店を閉めてからしばらく銀さんから連絡があるかもしれないと家で待機していたが、何も連絡がないので、先に買い物に行くことにした。近くのスーパーで簡単に済ましてもいいが、冷蔵庫の中は空っぽ同然。少し足を伸ばして商店街の方に行けば、安く大量に美味しい食材が手に入る。私は悩んだ末、自転車にまたがり、商店街の方へ出向くことにした。



「(ケータイ…持ってた方が便利かな。)」



この世界に来てからケータイの必要性を感じずにいたため、未だに私はケータイを持っていない。深月さん夫婦は、若い子は持っているもんだといって、何度も買ってくれようとしたが、その時は繋がる相手もいなかったという理由で断っていた。今も、特に電話をかけたりメールを交換するような相手はいないが、こういう時、銀さんと連絡が取れたらいいな、とは思う。

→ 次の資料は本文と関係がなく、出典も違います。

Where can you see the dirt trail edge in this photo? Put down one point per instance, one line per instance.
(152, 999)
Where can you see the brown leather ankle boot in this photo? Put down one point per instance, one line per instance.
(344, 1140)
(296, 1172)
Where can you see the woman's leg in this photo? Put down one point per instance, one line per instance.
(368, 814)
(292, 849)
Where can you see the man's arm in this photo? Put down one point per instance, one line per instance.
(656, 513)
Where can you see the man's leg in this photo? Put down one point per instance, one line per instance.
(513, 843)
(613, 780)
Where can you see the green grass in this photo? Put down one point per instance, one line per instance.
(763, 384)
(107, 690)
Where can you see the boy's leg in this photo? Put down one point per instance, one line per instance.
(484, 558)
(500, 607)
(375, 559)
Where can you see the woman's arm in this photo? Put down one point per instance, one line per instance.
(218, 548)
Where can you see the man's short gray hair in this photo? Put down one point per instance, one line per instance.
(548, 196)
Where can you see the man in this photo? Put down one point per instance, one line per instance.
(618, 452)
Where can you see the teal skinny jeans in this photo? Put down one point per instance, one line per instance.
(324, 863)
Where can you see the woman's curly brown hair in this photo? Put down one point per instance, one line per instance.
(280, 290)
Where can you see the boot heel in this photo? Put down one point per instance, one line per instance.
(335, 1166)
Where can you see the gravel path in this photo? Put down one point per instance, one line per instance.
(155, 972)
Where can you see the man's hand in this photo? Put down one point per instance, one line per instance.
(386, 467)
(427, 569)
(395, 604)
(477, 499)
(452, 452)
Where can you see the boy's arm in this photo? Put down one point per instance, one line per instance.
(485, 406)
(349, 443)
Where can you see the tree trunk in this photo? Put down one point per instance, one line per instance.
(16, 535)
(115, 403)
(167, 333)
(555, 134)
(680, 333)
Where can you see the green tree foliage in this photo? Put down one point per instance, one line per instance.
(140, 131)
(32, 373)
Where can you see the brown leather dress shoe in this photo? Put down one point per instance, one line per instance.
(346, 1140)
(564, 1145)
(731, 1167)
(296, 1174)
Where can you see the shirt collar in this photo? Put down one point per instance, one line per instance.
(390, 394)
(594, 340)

「(かといって、銀さんと連絡取りたいがためにケータイを買うっていうのもなんだかなぁ。それに、この依頼が終われば、そんなに連絡とることもなくなるし。そもそも店で会えるしなー…。)」



それから商店街に着く間、私はずっと自分で納得できるケータイの必要性を考え続けたが、結局、答えを見つけることはできなかった。



「これおまけね!また来てね!」

「はーい!ありがとうございまーす!」



商店街に着くなり私は行きつけの、八百屋、魚屋、肉屋に全て寄り、特売品を主に買いつけた。夕方の時間は、値引きのオンパレードだ。それゆえかなりの争奪戦にはなるが、体力だけは若さゆえに負ける気はしない。その結果に、私の両腕はすでにたくさんの勝利品で塞がっていた。



「(自転車のカゴにこれ乗るかな…))



いつも何かおまけをくれる店主さんたちのおかけで、買い物袋は予想以上にパンパンになる。特に一人暮らしになってからは、よくしてもらうことが増え、割と真面目に前カゴだけじゃなくて、後ろカゴをもつけようかなと考えてしまうう。ケータイよりも、今は後ろカゴの方が必要性大かもしれない。

そんなことを考えながら、止めてあった自転車のもとへ戻り、さぁ帰ろうとしたところで、私の肩を突然、誰かが叩いた。